Monday, February 13, 2012

rise of the planet of the douchebags

Sometimes my favorite movie ever is Highlander. Most of my favorite movies ever have a soundtrack by Queen. Highlander is about some individual immortals who live hundreds of years and can only be killed by each other. Eventually, "there can only be one" (a phrase repeated throughout the movie). The last immortal left gets "the prize" which can be used to save the world or rule it.

The final two immortals are the hero (the "Highlander" of the title) and one of my favorite bad guys in movie history: The Kurgan. Kurgan is played by Clancy Brown, a very magnetic actor and a joy to watch especially as this villain.

At one point, Kurgan meets Highlander in a church (neutral ground so they can't kill each other there) in order to aggravate him. After their machismo words, Kurgan sticks around to disrupt nearby worshipers. A very brave priest comes up to him and begins this bit of dialogue:

Priest: This is the house of God. People are trying to pray. You're disturbing them.

Kurgan: He cares about these helpless mortals?

Priest: Of course he cares. He died for our sins.

Kurgan: That shall be his undoing.

****************

I'm not a nice person.

There are a lot of people who may disagree. They can cite evidence because I do nice things -- or at least I'm not overtly cruel like The Kurgan. But the nice things I do aren't because they're a natural part of me. I do nice things because logically, I feel that people need to do nice things in order to have a working and evolved society. It's ideals in humanity and not the desires of my heart that compel me to be good.

My perfect society comes at a sacrifice. I may not live in this society -- but maybe I'll have the honor of making a tiny influence on others who may make an influence on others who may produce the society.

Those people reading this now are probably thinking I think I'm actually a better person than I am. But that's the point, see? I'm not good at all. Hardly anybody is.

I should probably re-define though. I'm not so much good as I'm someone who sort of abstains from evil. I specifically try my hardest not to be cruel or obnoxious or a negative influence on people. I don't specifically look out for number one because I don't believe "there can be only one." If we're getting there, we're doing it together. We have our freedom to choose to get there, but if I influence someone negatively, I'm horrified.

Anyway, not being evil is more of a job than a habit.

Lots of us realize this -- and as a result, lots of us become douchebags. I guess people can define douchebags lots of different ways. Some define them strictly by wardrobe. For the purposes of this writing, I'll define douchebags as consumed with the solipsistic pleasures of the self. A douchebag sees society as a means to benefit himself solely and not something to be improved upon through idealistic communal effort.

With the psychology that other peoples' feelings don't exist, the burden of society is lifted for the douchebag. He's learned that since only the "one" is what matters, he can open himself up to happiness.

We sometimes fool ourselves into feeling sorry for them, but if they had the capability, it would be they who feel sorry for us (I say "us" here assuming that no douchebags are reading). We think they're unhappy, but they're unencumbered, free and joyous.

More and more people are realizing this.

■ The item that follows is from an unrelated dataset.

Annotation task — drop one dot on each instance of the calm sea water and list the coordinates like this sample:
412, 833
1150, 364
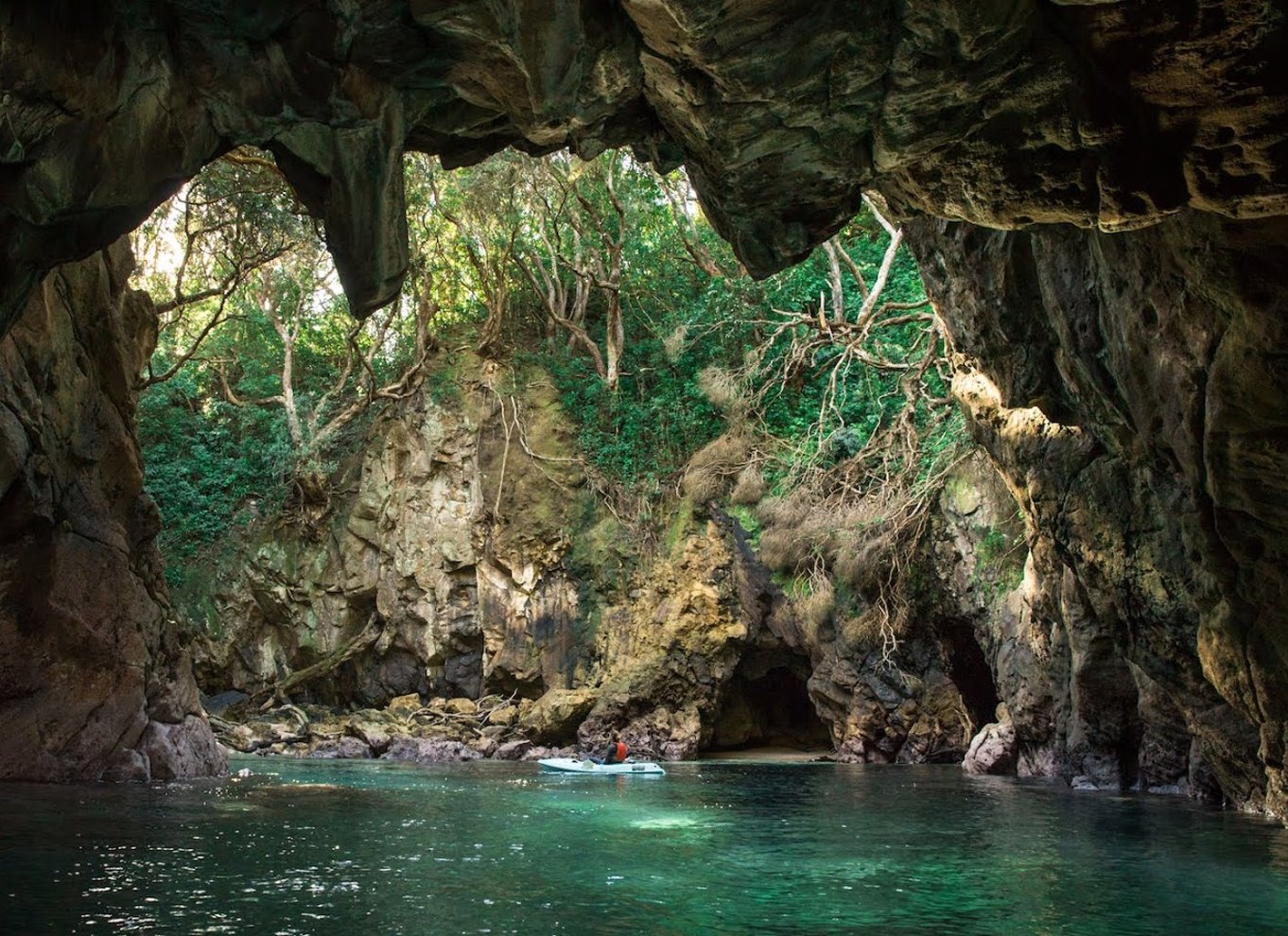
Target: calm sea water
369, 847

The more who realize this, the more obvious it is to the rest that this is how things actually work. You can just take what you want.

I don't say this to change your mind about the way you're living or to have some kind of sympathy for douchebags. Don't. I say this to put the cards on the table about how real this is. Those who deserve comeuppance won't receive it unless they ask for it. You can become evil and have and feel anything you want. That's exactly why it's so important to not be evil -- to not find virtue in selfishness.

Often, lower creatures discover quickly that that evilness is a marvelous path because it has no detriment. This is true. And this is our sacrifice.